Analysis of Variance (ANOVA) is used to determine whether the population means of several sample data sets are statistically different or not. If they are different, which ones are different from each other? Tukey’s multiple comparison test, developed by statistician John Tukey, is also called Tukey’s honestly significant difference test or Tukey’s HSD.

Tukey’s method is often used as a post hoc test for an ANOVA, to create confidence intervals for all pairwise differences between each group’s means, while controlling the overall error rate to a level that you choose.

## Overview: What is Tukey’s?

After you have run an ANOVA and found significant results, then you can run Tukey’s HSD to find out which specific group means, when compared with each other, are different. The test compares all possible pairs of group means.

There are several assumptions you need to meet before doing your Tukey test:

- Observations are independent within and between groups.
- The groups for each mean in the test are normally distributed.
- There is equal within-group variance across the groups associated with each mean in the test. You can use the Bartlett homogeneity of variance test.

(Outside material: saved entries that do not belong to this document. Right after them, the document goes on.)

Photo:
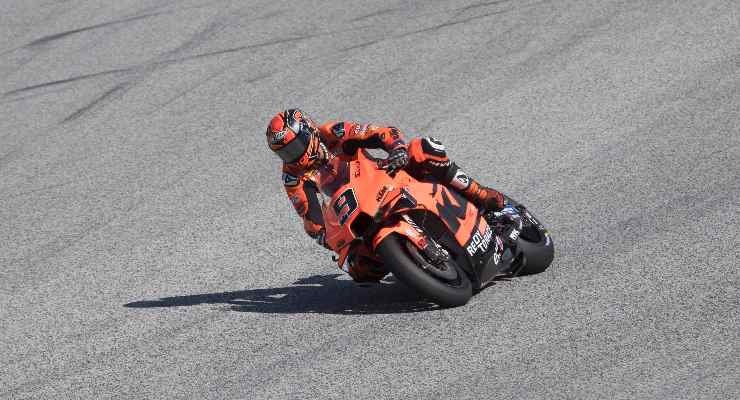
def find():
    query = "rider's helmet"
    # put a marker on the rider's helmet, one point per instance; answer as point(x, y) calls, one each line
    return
point(294, 137)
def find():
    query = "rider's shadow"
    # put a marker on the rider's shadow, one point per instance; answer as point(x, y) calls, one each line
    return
point(313, 294)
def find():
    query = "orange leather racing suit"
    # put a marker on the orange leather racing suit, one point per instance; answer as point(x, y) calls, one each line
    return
point(426, 156)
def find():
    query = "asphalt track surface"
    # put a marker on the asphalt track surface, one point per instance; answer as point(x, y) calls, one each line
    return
point(148, 250)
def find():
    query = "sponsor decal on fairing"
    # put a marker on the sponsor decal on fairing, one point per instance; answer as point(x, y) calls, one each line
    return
point(480, 242)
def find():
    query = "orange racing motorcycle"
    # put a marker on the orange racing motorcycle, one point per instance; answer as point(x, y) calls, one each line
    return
point(431, 238)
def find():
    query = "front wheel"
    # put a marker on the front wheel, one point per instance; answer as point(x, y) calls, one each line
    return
point(447, 285)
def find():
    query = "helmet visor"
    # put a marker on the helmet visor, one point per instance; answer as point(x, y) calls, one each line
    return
point(293, 151)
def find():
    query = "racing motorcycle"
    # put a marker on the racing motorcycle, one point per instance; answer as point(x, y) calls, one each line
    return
point(430, 237)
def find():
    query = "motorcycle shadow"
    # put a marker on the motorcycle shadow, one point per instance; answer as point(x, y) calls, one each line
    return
point(323, 294)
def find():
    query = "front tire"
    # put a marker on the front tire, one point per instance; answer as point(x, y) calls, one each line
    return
point(448, 293)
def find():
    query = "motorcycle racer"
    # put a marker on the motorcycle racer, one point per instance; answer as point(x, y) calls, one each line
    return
point(305, 146)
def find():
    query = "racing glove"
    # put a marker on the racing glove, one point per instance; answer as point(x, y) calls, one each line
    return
point(321, 239)
point(397, 159)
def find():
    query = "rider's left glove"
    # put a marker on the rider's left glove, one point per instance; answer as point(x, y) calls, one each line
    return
point(321, 239)
point(397, 159)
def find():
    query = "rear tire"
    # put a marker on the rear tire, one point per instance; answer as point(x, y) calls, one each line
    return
point(537, 246)
point(445, 293)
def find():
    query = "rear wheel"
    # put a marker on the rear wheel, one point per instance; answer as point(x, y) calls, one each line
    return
point(536, 244)
point(447, 284)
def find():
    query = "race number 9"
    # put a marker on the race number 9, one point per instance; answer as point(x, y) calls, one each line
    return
point(345, 205)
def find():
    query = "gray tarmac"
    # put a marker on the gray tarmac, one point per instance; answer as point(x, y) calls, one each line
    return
point(147, 249)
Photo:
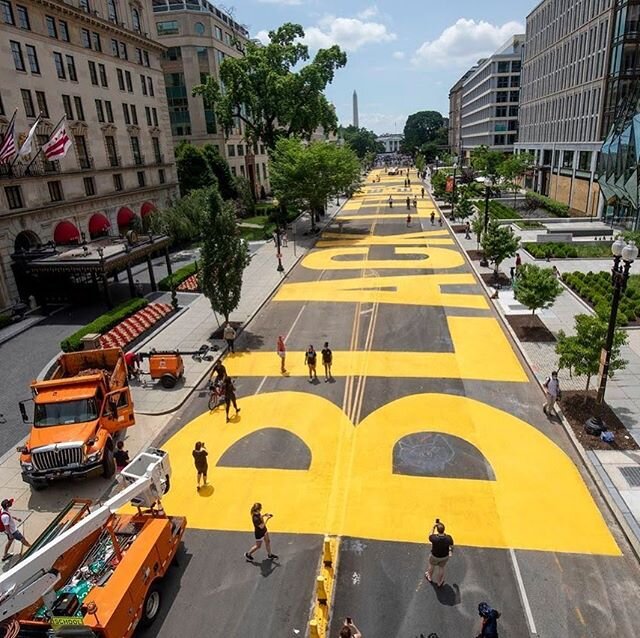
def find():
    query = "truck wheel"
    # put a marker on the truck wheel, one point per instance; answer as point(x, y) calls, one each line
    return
point(168, 381)
point(151, 605)
point(108, 463)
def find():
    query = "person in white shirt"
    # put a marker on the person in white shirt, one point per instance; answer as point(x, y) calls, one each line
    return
point(552, 391)
point(10, 529)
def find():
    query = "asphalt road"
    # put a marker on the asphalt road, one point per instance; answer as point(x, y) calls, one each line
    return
point(449, 424)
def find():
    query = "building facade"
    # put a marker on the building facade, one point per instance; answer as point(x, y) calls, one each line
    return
point(563, 120)
point(95, 62)
point(198, 37)
point(490, 100)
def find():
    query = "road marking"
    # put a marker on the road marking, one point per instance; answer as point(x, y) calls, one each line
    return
point(523, 594)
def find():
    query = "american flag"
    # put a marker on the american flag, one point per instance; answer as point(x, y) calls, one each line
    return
point(8, 146)
point(59, 143)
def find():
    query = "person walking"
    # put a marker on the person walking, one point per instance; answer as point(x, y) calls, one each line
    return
point(260, 531)
point(281, 349)
point(552, 393)
point(327, 360)
point(230, 396)
point(489, 622)
point(310, 357)
point(441, 550)
point(10, 529)
point(200, 459)
point(229, 335)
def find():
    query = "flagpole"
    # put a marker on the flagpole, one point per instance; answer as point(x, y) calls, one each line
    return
point(55, 128)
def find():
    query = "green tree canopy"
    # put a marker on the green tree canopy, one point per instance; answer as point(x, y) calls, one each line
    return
point(307, 175)
point(421, 128)
point(225, 255)
point(536, 287)
point(265, 93)
point(498, 243)
point(580, 353)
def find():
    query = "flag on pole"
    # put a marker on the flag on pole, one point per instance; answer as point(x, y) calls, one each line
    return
point(59, 143)
point(25, 149)
point(8, 146)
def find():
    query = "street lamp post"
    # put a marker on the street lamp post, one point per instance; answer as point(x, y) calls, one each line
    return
point(619, 277)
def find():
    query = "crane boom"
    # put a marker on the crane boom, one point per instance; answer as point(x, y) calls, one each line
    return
point(146, 479)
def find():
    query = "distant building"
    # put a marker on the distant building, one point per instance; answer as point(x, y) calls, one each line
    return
point(391, 142)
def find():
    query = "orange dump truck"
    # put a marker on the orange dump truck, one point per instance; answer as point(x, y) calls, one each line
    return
point(78, 412)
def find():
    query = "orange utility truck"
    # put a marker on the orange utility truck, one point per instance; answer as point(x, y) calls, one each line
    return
point(99, 576)
point(78, 412)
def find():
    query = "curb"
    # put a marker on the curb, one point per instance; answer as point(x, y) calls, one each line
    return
point(632, 539)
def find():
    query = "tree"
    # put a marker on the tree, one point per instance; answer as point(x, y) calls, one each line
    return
point(536, 287)
point(580, 353)
point(307, 175)
point(262, 90)
point(498, 243)
point(221, 171)
point(421, 128)
point(193, 169)
point(225, 255)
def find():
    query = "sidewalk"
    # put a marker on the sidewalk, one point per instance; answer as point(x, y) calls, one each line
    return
point(617, 473)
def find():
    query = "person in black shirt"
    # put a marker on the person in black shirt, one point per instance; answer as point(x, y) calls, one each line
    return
point(327, 360)
point(441, 549)
point(260, 531)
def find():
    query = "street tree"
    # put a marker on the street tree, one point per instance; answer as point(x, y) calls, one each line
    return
point(272, 91)
point(225, 255)
point(421, 128)
point(536, 288)
point(499, 243)
point(580, 353)
point(307, 175)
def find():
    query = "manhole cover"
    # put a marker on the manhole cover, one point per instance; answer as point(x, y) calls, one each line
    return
point(631, 475)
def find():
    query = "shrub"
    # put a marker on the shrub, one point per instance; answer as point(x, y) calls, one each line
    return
point(180, 275)
point(103, 323)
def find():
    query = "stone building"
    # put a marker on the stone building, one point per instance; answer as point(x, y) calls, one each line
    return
point(97, 62)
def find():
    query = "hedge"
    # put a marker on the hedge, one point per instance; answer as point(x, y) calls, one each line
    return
point(103, 323)
point(180, 275)
point(535, 200)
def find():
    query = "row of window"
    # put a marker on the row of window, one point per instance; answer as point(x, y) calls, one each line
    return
point(16, 200)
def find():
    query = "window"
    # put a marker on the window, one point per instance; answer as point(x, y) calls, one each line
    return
point(55, 191)
point(41, 99)
point(99, 111)
point(18, 60)
point(168, 27)
point(89, 186)
point(103, 76)
point(79, 110)
point(14, 196)
point(7, 12)
point(135, 19)
point(66, 105)
point(23, 17)
point(27, 100)
point(93, 73)
point(63, 27)
point(71, 68)
point(112, 11)
point(51, 27)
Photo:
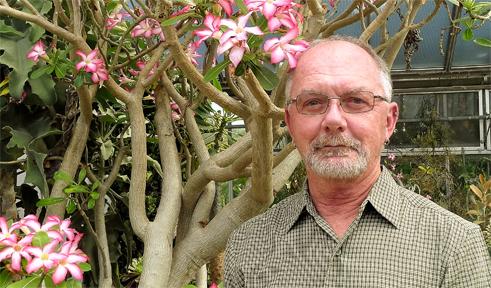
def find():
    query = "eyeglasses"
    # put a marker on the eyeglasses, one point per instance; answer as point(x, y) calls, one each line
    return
point(311, 103)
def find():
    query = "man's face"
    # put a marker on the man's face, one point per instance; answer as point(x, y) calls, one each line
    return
point(337, 144)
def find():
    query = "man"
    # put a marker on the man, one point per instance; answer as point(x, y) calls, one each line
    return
point(353, 226)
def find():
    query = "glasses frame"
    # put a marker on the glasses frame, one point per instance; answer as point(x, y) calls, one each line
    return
point(340, 103)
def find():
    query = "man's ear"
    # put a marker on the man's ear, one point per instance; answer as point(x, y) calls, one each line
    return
point(392, 117)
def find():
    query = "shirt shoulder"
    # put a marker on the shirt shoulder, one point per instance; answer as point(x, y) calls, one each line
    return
point(273, 220)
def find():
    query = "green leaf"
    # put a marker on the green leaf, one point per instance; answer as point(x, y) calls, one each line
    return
point(72, 283)
point(213, 72)
point(242, 7)
point(483, 42)
point(71, 206)
point(81, 175)
point(107, 149)
point(95, 185)
point(43, 70)
point(468, 34)
point(44, 88)
point(90, 203)
point(454, 2)
point(40, 239)
point(29, 282)
point(62, 176)
point(84, 266)
point(49, 201)
point(79, 80)
point(266, 77)
point(217, 84)
point(14, 56)
point(5, 278)
point(174, 20)
point(76, 189)
point(35, 171)
point(94, 195)
point(8, 30)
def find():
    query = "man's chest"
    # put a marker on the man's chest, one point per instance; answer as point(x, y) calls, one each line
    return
point(380, 257)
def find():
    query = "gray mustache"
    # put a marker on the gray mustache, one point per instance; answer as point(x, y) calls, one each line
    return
point(335, 140)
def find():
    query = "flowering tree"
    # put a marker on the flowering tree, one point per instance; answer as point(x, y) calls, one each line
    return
point(135, 81)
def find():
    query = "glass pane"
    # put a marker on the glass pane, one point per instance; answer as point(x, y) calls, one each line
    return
point(417, 106)
point(462, 104)
point(464, 133)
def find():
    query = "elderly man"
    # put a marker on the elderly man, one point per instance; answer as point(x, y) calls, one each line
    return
point(353, 226)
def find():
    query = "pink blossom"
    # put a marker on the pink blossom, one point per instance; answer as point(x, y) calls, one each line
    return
point(237, 51)
point(114, 20)
point(99, 76)
point(267, 7)
point(70, 256)
point(281, 48)
point(16, 251)
point(391, 156)
point(192, 54)
point(184, 9)
point(227, 6)
point(38, 50)
point(45, 257)
point(287, 17)
point(89, 62)
point(6, 232)
point(212, 24)
point(238, 30)
point(148, 28)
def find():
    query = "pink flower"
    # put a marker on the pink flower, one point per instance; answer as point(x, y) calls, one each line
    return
point(45, 257)
point(184, 9)
point(236, 38)
point(148, 28)
point(5, 231)
point(212, 24)
point(192, 54)
point(16, 251)
point(31, 225)
point(287, 17)
point(89, 62)
point(237, 51)
point(267, 7)
point(38, 50)
point(114, 20)
point(99, 76)
point(280, 48)
point(238, 30)
point(391, 156)
point(227, 6)
point(70, 257)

One of the downsides of doing multiple comparison tests is that the overall Type 1 error rate will be inflated. This family-wise error rate must be controlled to have meaningful results. In Tukey’s test results, the formula indicates how large an observed difference must be for the multiple comparison procedure to call it significant. Any absolute difference between means has to exceed the value of HSD to be statistically significant. You get to choose your error rate.

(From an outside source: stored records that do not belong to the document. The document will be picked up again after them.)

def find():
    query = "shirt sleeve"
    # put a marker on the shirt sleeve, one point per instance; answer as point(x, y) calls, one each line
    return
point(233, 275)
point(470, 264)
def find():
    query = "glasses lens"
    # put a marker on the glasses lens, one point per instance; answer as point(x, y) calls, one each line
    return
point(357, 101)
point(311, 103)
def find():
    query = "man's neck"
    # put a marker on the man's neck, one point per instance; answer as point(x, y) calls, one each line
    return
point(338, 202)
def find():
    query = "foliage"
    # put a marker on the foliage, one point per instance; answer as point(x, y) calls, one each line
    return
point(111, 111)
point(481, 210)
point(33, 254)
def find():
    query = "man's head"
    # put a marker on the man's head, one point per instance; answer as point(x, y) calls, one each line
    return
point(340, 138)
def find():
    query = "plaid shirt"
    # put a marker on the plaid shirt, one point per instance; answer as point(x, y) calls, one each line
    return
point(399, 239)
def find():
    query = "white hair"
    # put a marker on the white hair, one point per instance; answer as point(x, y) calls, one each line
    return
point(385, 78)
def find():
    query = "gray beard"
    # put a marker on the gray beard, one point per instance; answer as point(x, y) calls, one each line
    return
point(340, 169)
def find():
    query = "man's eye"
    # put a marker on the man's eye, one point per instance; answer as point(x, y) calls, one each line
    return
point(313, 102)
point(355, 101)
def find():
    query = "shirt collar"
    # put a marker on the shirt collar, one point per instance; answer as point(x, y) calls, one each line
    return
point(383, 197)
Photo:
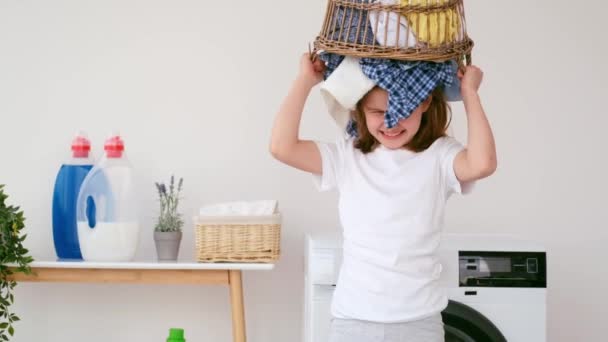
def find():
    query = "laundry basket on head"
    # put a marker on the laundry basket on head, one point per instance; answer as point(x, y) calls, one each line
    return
point(422, 30)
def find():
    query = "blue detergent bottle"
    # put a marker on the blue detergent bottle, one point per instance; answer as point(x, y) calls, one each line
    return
point(67, 185)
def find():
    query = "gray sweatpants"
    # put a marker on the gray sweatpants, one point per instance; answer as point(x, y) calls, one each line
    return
point(350, 330)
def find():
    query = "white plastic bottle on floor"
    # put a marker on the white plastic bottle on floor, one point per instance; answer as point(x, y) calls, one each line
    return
point(108, 224)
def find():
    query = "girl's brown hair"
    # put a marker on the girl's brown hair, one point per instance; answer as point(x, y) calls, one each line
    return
point(433, 125)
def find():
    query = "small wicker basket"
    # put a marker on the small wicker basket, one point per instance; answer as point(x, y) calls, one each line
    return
point(422, 30)
point(238, 238)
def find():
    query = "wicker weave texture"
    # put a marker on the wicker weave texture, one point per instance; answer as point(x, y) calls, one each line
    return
point(432, 30)
point(238, 241)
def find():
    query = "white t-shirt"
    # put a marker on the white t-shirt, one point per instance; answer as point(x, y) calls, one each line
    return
point(391, 206)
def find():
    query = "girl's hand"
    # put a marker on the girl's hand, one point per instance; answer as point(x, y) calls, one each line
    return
point(311, 72)
point(470, 79)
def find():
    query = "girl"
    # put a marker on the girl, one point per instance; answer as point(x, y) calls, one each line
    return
point(393, 184)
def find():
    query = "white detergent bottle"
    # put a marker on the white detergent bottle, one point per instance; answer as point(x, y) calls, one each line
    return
point(106, 213)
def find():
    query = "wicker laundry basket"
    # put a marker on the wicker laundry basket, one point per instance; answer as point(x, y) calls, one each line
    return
point(427, 30)
point(238, 238)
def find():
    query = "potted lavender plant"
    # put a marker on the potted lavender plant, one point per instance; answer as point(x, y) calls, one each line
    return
point(168, 229)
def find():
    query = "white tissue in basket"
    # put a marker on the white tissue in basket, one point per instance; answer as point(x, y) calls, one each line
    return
point(250, 208)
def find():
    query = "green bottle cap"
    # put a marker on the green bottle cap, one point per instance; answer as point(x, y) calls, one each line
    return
point(176, 335)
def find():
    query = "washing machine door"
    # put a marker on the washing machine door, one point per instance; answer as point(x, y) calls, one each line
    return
point(465, 324)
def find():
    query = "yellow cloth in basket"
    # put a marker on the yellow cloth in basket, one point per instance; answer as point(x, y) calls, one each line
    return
point(434, 28)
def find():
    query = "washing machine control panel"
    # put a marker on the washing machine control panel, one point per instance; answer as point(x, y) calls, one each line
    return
point(502, 269)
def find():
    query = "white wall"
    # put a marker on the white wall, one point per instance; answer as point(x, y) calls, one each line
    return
point(193, 86)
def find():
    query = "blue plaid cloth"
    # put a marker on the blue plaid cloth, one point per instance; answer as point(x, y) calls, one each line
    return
point(408, 83)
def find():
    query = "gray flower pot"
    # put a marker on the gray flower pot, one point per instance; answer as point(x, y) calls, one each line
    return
point(167, 245)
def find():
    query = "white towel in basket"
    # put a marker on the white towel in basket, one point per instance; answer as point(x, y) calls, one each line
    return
point(344, 88)
point(238, 208)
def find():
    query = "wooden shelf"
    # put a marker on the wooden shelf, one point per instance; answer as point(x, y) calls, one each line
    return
point(150, 272)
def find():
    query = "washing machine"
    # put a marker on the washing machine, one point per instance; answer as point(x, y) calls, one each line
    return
point(496, 286)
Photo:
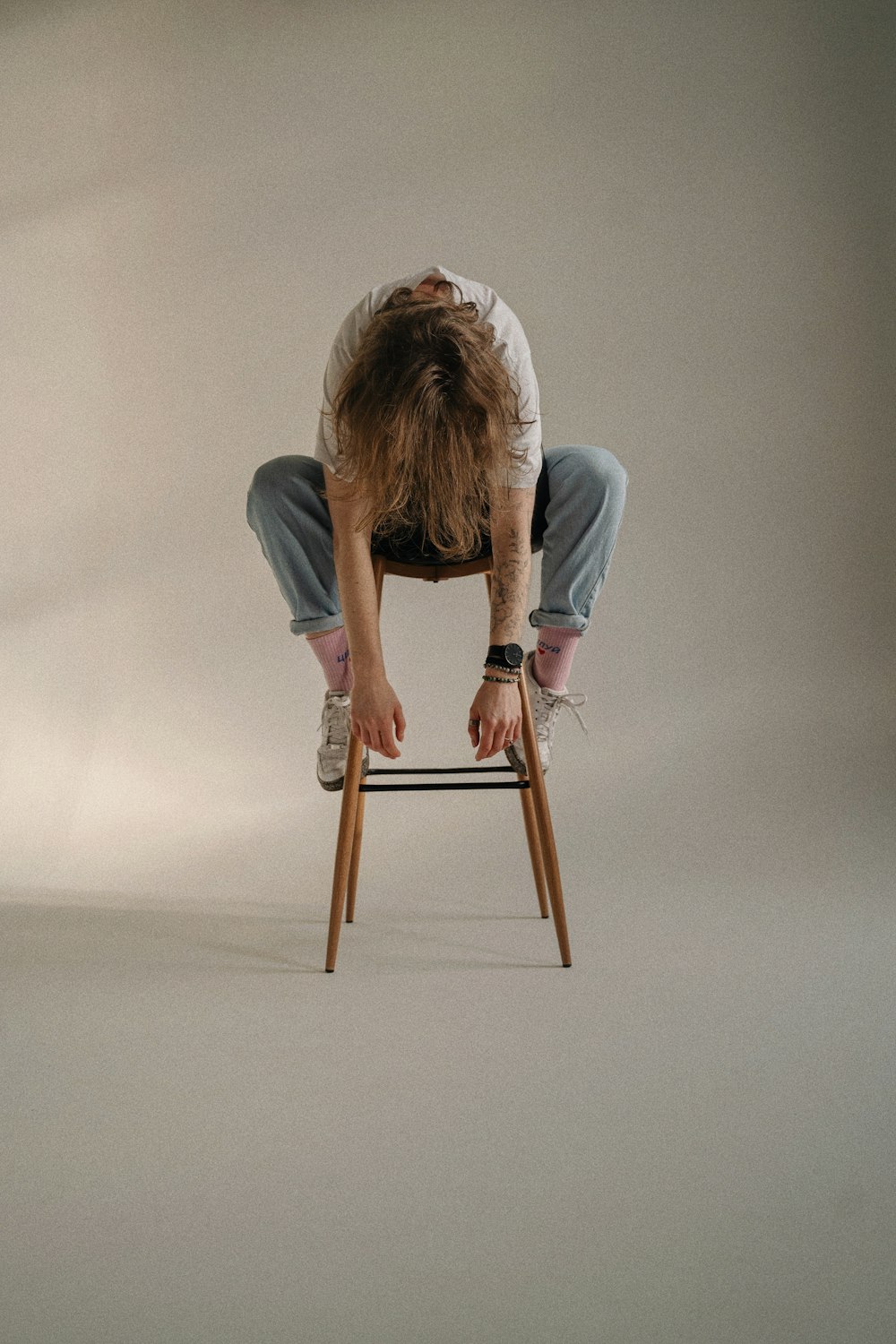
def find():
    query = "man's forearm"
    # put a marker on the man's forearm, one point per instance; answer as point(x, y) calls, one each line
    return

The Tukey test output is usually a series of confidence intervals of the difference in means between the combinations of groups. If that confidence interval contains the value of zero, you will interpret that to mean the two group means you compared are not statistically different.

## An industry example of Tukey’s

The manager of manufacturing wanted to determine whether the run speeds of his five machines were equal. He was advised to use an ANOVA to determine if there was any difference. The p-value from the ANOVA indicated the null hypothesis of *no difference *had to be rejected. He then used Tukey’s to determine which machines were different from each other.

Below you can see the results in table format and graphical format. In the graphical format, if the vertical line of zero falls within a paired comparison of two machines, then there is no statistically significant difference between the two machine speeds. The other confidence intervals will show the range of possible machine speed differences.

## Frequently Asked Questions (FAQ) about Tukey’s

### What is Tukey’s used for?

Tukey’s is one of several post hoc tests when your ANOVA test indicates there is a statistically significant difference in population means of several groups of data you are analyzing. Tukey’s identifies which means are different from the others.

### What do the confidence intervals in Tukey’s mean?

Tukey’s will calculate the confidence interval by doing a pairwise comparison of all the group means. The confidence interval (commonly 95%) shows the range of possible values for the difference between two group means. If the confidence interval contains zero, you can comfortably conclude the difference in means between the two groups is zero.

### Can Tukey’s be used for a non-parametric test?

No. Tukey’s is used for continuous data and is often a post hoc test for the parametric ANOVA test. There are no common equivalents to Tukey’s for non-parametric tests.